Command Sgt. Maj. Steven Faulkenburg
“I knew [Faulkenburg] well on a professional level,” said Master Sgt. Timothy Ledoux, 3rd Brigade Combat Team operations noncommissioned officer.
“My soldiers were a little afraid of him at first, but it only took getting to know him. [Faulkenburg] was everywhere, always checking on his soldiers.”
Pittard called him a legend in the 2nd Battalion “Ramrods.”
“Command Sergeant Major Faulkenburg was an icon,” he said. “When he was around, you knew he had your back. He would say to me: ‘Sir, Ramrods are here. We got it.’
“Every time I spoke with him, he beamed with pride and confidence. When we think of the Ramrods, we will always think of [Faulkenburg].”
Faulkenburg is survived by his wife, Tonya, and daughters April, Jenna Clifton and Katherine Clifton.
Capt. Sean Sims
Sims was described as both a great leader and family man. He was commander of the battalion’s Company A in Iraq.
“I know the soldiers of Company A were proud to call Sean their commander and proud to fight with him in combat,” said Capt. Steven Tabat, commander, Company B, 2-2 Infantry.
“His love for his family was nothing short of inspirational,” Tabat said. He said Sims talked of his wife, Heidi, “like they were at once both newlyweds and an old married couple.”
He also said that community members “have the responsibility to cherish our memories [of Sims] and share them” with his son, Colin. He said Sims “loved his son, he loved his wife, and he gave the ultimate sacrifice, because he loved his country.”
Spc. Joe Seyford was injured in the firefight that took Sims’ life.
“He was a great man,” Seyford said of Sims after the service. “It’s hard for me. For the guys [in Iraq], I know it’s really tough. Someone has to fill that slot. We were almost done [in Fallujah], and we lost him.”
Sims is survived by his wife and son.
1st Lt.
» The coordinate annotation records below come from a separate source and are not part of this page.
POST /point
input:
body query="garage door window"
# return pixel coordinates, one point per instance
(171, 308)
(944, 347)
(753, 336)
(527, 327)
Edward Iwan
Iwan, who spent time as an enlisted soldier before earning his commission, had a hard time letting go of his enlisted-soldier duties, said 1st Sgt. Felipe Ogas, Company B, 2-2 Infantry. Iwan was the Company A executive officer in Iraq.
“In Kosovo, I had to chase him out of the motor pool all the time. He was always in there trying to fix the Humvees,” Ogas said.
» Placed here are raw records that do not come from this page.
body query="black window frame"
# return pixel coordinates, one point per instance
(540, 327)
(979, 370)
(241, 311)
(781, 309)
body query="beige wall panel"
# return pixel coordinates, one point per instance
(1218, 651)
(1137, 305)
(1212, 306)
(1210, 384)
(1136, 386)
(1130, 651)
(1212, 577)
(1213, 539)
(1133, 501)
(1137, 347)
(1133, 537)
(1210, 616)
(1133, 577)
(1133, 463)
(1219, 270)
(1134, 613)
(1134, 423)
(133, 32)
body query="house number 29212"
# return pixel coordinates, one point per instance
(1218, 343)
“I knew I could always count on a smile from this tall, red-haired officer and leader of men. He was happy. He was doing what he signed on to do. He was being a leader.”
Iwan is survived by his parents, Kenneth and Donna Iwan.
Sgt. James Matteson
Sgt. Kirby Nebeker, rear detachment commander for Company C, 2-2 Infantry, read remarks at the service from Capt. Brian Ducote, formerly Matteson’s Scout Platoon leader.
“He worked hard to be a soldier,” Ducote wrote. “His soldiers not only loved him as a friend, but respected him as a leader. He never gave up, and, more importantly, his team never gave up on him. Never have I seen soldiers so dedicated to a young leader.”
Matteson is survived by his father, Jay Matteson, and mother, Joyce Reynolds.
Having said a formal goodbye to its fallen soldiers, the community now must find a way to heal itself.
“No loss has touched any community more deeply than this one,” said Lt. Col. Christopher Kolenda, 1st Infantry Division rear detachment commander.
“While we honor them with our grief, it is more important that we honor them by celebrating the lives they led.”
“I know that it is difficult for all of us in our community,” Pittard said. “I just ask that we continue to pull together and watch over each other.”
Although the community was knocked to its knees by this tragedy, it will climb back to its feet, several speakers said.
“This community took a hard hit; all of these men were such wonderful people and we’ll never forget them,” said Megan Murphy, a fourth-grade teacher from Vilseck Elementary School, where Sims’ wife, Heidi, taught sixth grade.
“For those who have husbands or fathers deployed, this has made them worry more. But it also has made our community stronger, to see that we have such great support for one another.
“We learned that we have so many great resources. We will definitely recover. We’re on our way.”